USA Rare Earth works inside the Round Top Project in the state, owning 80 percent of it. Round Top contains 13 of the 35 minerals deemed “critical” by the Department of the Interior. They opened the first rare earth and critical minerals processing facility in the US and also acquired the neodymium iron boron (NdFeB) permanent magnet manufacturing equipment formerly operated by Hitachi Metals America in North Carolina. That facility will produce approximately 17 percent of the current US permanent magnet demand used in things like navigational equipment. At present, no other NdFeB permanent magnet manufacturing plant exists in the country.
Within the next 100 days of the EO, heads of agencies are required to submit reports to the White House on their findings. For critical minerals, the onus falls on two departments: the Department of Energy and the Department of Defense.
Energy must submit a report identifying risks in the supply chain for high-capacity batteries, including EV-batteries, and policy recommendations to address any shortfalls.

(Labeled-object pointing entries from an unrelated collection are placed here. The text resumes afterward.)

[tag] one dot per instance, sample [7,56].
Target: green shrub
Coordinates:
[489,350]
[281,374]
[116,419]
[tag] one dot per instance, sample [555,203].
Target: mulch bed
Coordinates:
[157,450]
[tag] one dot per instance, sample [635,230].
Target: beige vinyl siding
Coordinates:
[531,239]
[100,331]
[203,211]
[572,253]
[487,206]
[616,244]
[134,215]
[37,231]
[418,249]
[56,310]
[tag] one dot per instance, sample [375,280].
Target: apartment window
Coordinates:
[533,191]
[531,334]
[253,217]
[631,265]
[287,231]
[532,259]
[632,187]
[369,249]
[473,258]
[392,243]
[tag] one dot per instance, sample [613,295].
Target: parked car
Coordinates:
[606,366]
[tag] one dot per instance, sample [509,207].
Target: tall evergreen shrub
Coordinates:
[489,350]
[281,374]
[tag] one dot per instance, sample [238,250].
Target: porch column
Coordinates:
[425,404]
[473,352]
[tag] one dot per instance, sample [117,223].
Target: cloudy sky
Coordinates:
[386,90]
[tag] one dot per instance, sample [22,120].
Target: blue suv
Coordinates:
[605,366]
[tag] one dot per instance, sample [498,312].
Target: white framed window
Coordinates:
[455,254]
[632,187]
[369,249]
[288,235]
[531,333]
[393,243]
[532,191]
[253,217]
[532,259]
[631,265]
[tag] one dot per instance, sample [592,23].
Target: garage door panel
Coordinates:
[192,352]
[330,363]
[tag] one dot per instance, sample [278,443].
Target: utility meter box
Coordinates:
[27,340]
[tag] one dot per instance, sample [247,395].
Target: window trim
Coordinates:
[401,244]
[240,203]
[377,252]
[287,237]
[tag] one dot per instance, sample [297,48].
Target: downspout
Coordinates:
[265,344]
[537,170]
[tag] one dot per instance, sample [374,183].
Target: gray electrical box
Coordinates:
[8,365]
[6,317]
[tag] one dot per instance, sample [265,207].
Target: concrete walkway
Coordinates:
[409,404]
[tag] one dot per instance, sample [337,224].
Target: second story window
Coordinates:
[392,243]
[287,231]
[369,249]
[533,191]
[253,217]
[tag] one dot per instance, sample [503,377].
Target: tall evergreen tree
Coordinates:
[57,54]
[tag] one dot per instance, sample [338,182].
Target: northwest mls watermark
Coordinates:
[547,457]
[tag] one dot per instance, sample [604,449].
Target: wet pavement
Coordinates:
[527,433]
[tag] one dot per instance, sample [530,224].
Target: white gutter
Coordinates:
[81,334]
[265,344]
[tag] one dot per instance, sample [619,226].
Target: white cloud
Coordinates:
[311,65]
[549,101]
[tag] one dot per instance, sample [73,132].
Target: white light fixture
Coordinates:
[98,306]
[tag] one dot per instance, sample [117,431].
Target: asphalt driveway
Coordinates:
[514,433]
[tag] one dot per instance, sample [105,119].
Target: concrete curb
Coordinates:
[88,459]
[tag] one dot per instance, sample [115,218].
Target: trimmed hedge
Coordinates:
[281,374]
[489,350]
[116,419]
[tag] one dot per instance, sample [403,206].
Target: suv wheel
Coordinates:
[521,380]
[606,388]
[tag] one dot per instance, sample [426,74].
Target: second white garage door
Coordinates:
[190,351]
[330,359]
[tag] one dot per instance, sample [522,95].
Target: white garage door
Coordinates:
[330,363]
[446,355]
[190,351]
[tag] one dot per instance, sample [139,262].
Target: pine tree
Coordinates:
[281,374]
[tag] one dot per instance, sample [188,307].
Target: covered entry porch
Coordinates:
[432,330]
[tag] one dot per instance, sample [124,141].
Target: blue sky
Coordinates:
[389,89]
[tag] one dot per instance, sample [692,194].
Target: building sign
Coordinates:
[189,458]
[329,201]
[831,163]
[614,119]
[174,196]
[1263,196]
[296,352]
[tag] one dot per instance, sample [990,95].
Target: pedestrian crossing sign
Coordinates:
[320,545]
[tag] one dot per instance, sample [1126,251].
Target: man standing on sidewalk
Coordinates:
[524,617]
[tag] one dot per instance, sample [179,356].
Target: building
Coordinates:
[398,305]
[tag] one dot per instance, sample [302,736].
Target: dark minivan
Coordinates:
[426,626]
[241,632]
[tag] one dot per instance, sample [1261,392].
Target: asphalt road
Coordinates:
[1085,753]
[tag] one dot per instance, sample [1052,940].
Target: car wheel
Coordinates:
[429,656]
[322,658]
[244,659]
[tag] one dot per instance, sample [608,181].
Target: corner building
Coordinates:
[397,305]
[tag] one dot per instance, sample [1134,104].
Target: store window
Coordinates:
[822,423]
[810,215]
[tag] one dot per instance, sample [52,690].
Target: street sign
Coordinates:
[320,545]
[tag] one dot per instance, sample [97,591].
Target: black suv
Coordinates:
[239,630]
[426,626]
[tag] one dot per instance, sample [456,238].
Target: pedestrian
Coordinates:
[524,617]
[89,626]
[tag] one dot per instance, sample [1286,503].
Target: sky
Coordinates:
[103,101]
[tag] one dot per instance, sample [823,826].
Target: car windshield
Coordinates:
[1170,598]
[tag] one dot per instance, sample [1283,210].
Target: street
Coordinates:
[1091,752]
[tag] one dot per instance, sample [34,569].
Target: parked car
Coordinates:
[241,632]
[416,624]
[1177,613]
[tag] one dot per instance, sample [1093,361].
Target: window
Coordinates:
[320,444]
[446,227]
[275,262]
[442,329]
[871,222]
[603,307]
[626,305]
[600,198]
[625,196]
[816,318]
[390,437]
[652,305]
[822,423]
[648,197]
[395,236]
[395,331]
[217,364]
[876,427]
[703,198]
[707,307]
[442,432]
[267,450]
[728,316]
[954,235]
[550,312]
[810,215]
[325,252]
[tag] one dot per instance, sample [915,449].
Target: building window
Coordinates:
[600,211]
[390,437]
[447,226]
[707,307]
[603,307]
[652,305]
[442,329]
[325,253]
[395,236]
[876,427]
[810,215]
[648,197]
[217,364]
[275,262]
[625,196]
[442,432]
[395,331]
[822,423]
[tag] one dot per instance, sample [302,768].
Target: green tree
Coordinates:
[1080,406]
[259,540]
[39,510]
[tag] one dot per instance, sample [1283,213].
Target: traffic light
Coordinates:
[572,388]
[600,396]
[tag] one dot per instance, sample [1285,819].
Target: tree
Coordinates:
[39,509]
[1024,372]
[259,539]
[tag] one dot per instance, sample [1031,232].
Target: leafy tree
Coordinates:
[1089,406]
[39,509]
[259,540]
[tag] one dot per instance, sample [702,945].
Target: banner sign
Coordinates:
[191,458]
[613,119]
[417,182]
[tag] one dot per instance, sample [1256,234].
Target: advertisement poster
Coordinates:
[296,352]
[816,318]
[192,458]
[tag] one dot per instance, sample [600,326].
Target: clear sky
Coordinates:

Defense shall submit – in consult with other heads of agencies – a report on supply chain for critical minerals, strategic minerals, and rare earth elements that includes policy ideas for stockpiling and other measures.
“President Biden’s executive order represents an important and far-reaching step,” said CPA Chair Zach Mottl. “For years, America’s productive capacity in strategic industries has been progressively dismantled by subsidized overseas competition. As a result, the nation is now facing serious supply chain vulnerabilities—something Americans saw during the onset of the COVID-19 pandemic. The president’s order will help to identify these critical shortages and also initiate steps to reverse the current, troubling trajectory.”
The White House says it wants to hear from domestic industry on the best ways to address supply chain risks and production challenges.
“We’re pleased that the President and his team are moving rapidly,” said Michael Stumo, CEO of the CPA, making a note we need action, rather than constant, year-long studies on the matter. “The administration must quickly pivot from assessment to action.”